In a major policy proposal, presidential candidate Bernie Sanders is calling for a list of sweeping reforms to the housing sector – including providing financial relief to victims of the 2008 financial crisis.
The Vermont senator’s “Housing for All” policy proposes creating “a commission to establish a financial relief program to the victims of predatory lending, mortgage fraud, redlining and those who are still underwater on their mortgages as a result of the 2008 Wall Street crash.”
The program would include down-payment assistance, mortgage relief and rental assistance, according to a report by The American Prospect. Sanders’ proposal said that relief must go to homeowners, not the Wall Street firms that caused the crash in the first place.

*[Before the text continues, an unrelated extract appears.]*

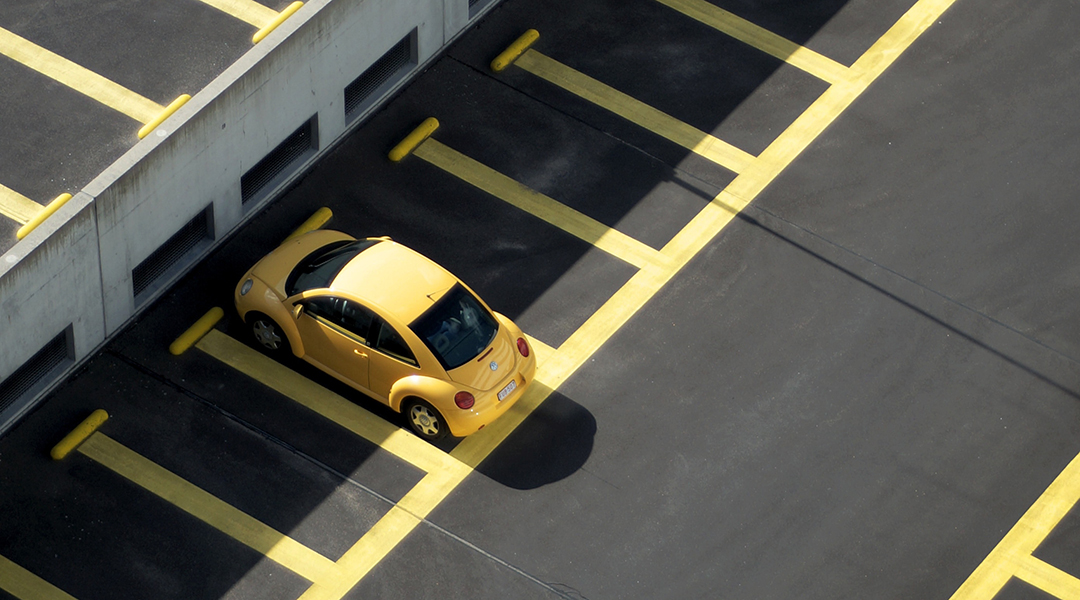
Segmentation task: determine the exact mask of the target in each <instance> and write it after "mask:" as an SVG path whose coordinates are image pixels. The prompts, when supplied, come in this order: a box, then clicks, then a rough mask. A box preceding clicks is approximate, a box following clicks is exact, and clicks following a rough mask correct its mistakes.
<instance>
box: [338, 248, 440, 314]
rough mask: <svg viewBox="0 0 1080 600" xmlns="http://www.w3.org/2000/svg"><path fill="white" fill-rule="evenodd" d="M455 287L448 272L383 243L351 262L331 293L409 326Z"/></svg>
mask: <svg viewBox="0 0 1080 600" xmlns="http://www.w3.org/2000/svg"><path fill="white" fill-rule="evenodd" d="M458 283H459V282H458V278H457V277H455V276H454V275H453V274H450V272H449V271H447V270H446V269H443V268H442V267H440V265H438V264H436V263H435V262H433V261H432V260H430V259H428V258H427V257H424V256H423V255H421V254H419V253H417V251H415V250H411V249H409V248H407V247H405V246H403V245H401V244H399V243H396V242H392V241H384V242H380V243H378V244H376V245H374V246H372V247H369V248H367V249H365V250H364V251H362V253H360V254H359V255H356V258H354V259H352V260H350V261H349V263H348V264H346V265H345V268H343V269H341V271H340V272H339V273H338V274H337V276H336V277H335V278H334V282H333V283H332V284H330V289H332V290H335V291H341V292H346V294H349V295H352V296H354V297H355V298H356V299H357V300H362V301H364V302H367V303H369V304H374V305H376V306H379V308H380V309H382V310H383V311H386V312H388V313H390V314H391V315H393V316H394V317H396V318H397V319H400V321H401V322H403V323H405V324H409V323H413V321H415V319H416V318H417V317H418V316H420V315H421V314H423V312H424V311H427V310H428V309H430V308H431V305H432V304H434V303H435V301H436V300H438V299H440V298H442V297H443V295H444V294H446V291H447V290H449V289H450V288H451V287H454V286H455V285H456V284H458Z"/></svg>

Sanders’ plan to provide relief directly to affected homeowners sets his proposal apart from Obama-era efforts to mitigate the housing meltdown. The Home Affordable Mortgage Program (HAMP), for example, paid mortgage servicers to modify mortgages for struggling borrowers. However, servicers could often benefit financially from foreclosing on homes and made more money by keeping principals high, The American Prospect reported. The government spent just $21 billion on HAMP (after an initial promise of funding up to $100 billion), and the re-default rate of HAMP recipients was more than 40%.
There’s much more to Sanders’ proposal than payments to those harmed by the 2008 crisis. He is also calling for the construction of 10 million units of affordable housing, a nationwide rent-control program, and massive reinvestment in existing public housing, according to The American Prospect.